In 2007, BBC journalist Robert Peston wrote an article describing the ousting of Merrill Lynch’s CEO Stan O’Neal. While the article does not demonize O’Neal, it acknowledges O’Neal’s departure as a direct result of “colossal losses” taken by the investment bank in 2007. Not long afterward, Bank of America bought Merrill Lynch during the 2008 financial crisis.

“Merrill’s board, in negotiating O’Neal’s departure, has simply been trying to preserve the integrity of a giant, money-making collective,” Peston wrote in 2007.

Now, under the “right to be forgotten,” Peston’s article has been removed from European Google search results. At first, Peston thought perhaps O’Neal had requested the article be removed, but then realized the article was still available in U.S. searches.

“My blog remains findable when you search Stan O’Neal. So I am beginning to wonder whether it really was him who requested to be forgotten,” Peston said on July 2 in a blog post. “The implication is that oblivion was requested not by anyone who appears in the blog itself (O’Neal is the only person I mention in my column) but by someone named in the comments written by readers underneath the blog.”

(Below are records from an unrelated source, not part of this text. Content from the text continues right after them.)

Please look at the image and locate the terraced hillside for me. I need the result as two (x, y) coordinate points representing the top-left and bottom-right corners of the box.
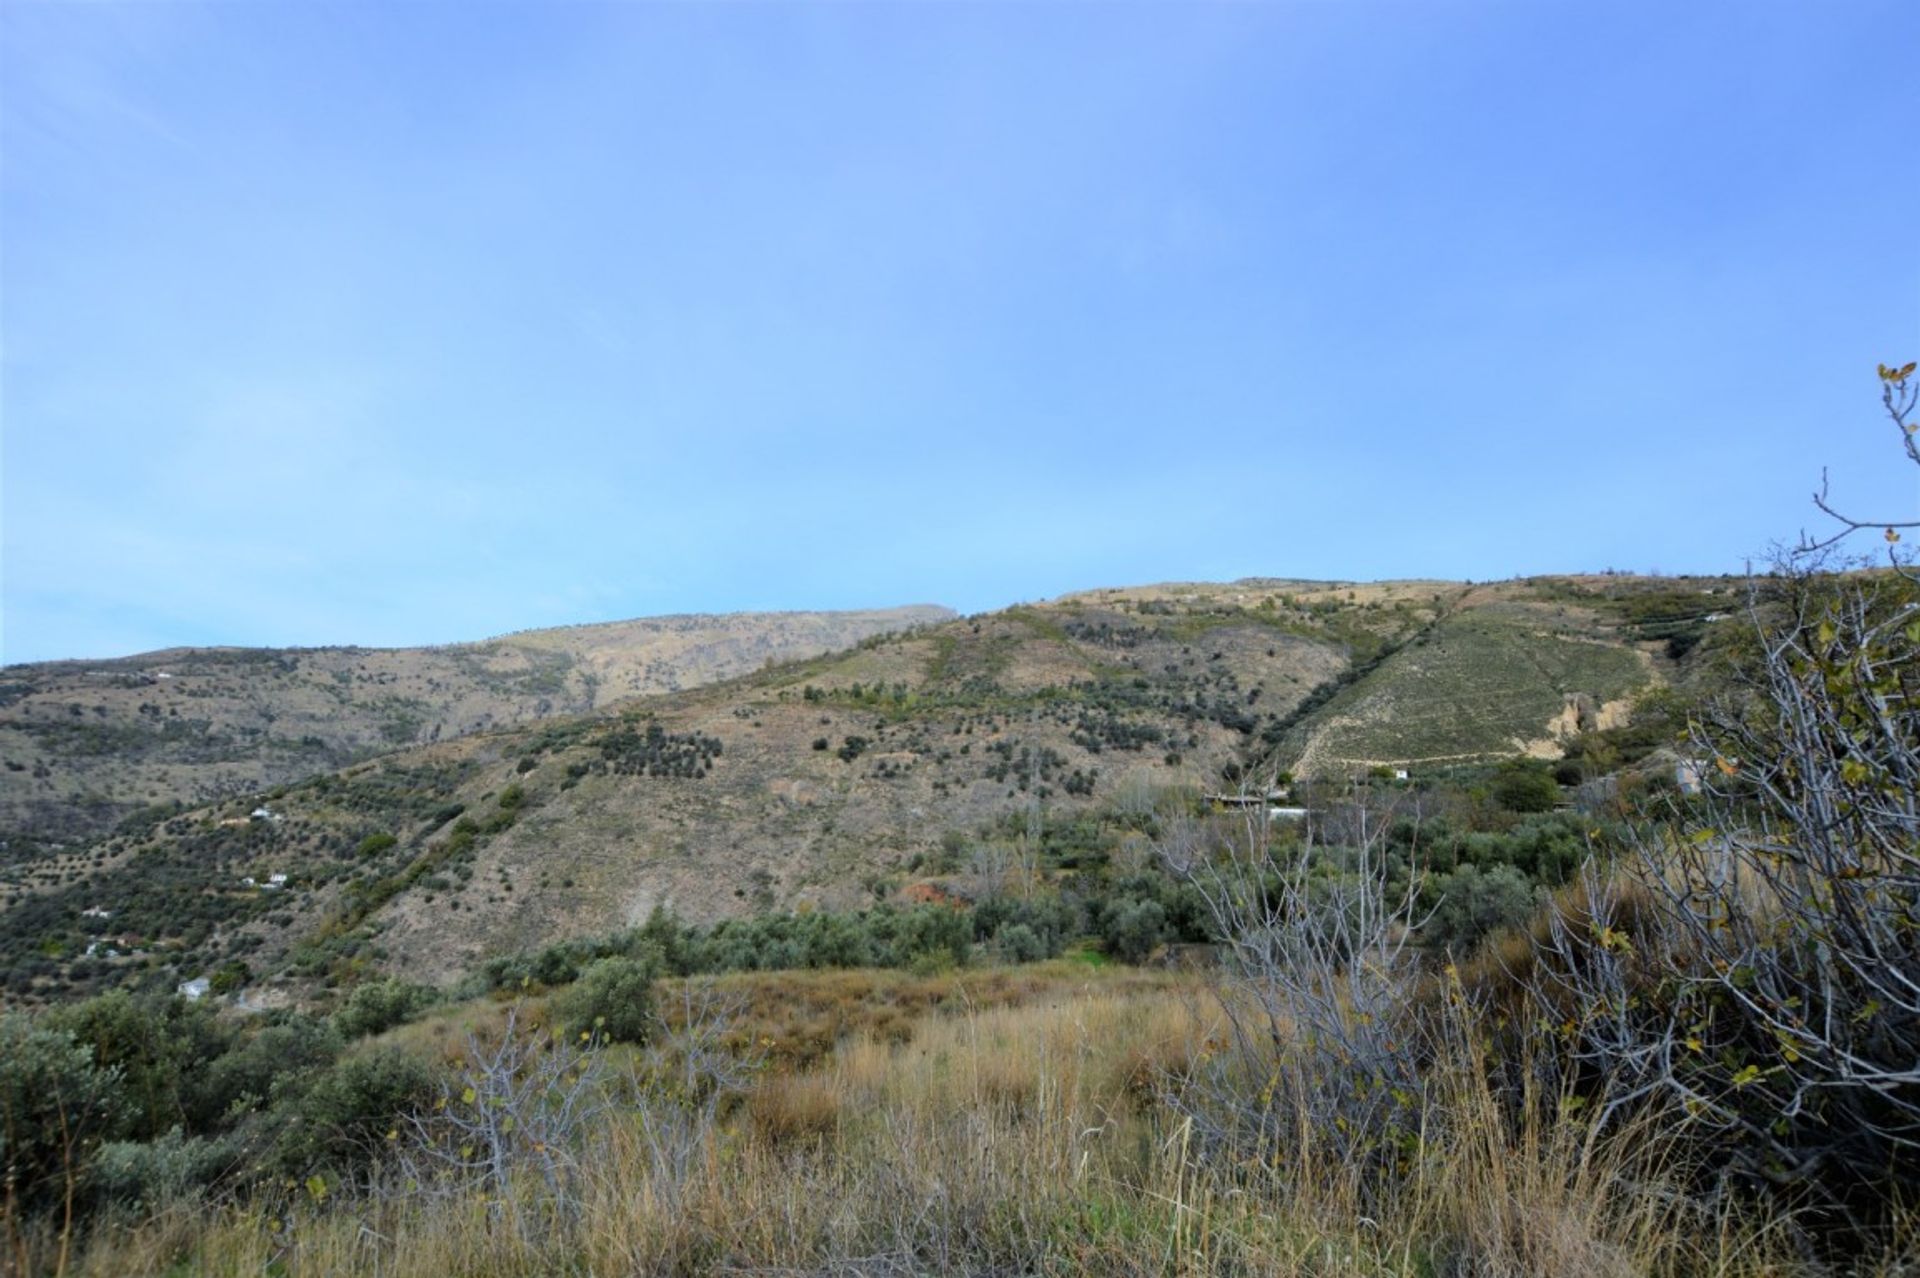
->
(1276, 575), (1738, 772)
(1282, 597), (1647, 771)
(0, 606), (953, 848)
(0, 575), (1731, 1005)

The whole affair is very suspicious — it doesn’t make sense for O’Neal to try and “save face,” since the article isn’t harsh and doesn’t implicate O’Neal in any wrongdoing. Peston’s 2007 article predicts the future financial crisis, but doesn’t point any fingers.

If O’Neal didn’t ask for the article to be removed, then who did?

“I asked Google if I can appeal against the casting of my article into the oblivion of unsearchable Internet data,” Peston said. “Google won’t tell me, one way or another. It is all a bit odd.”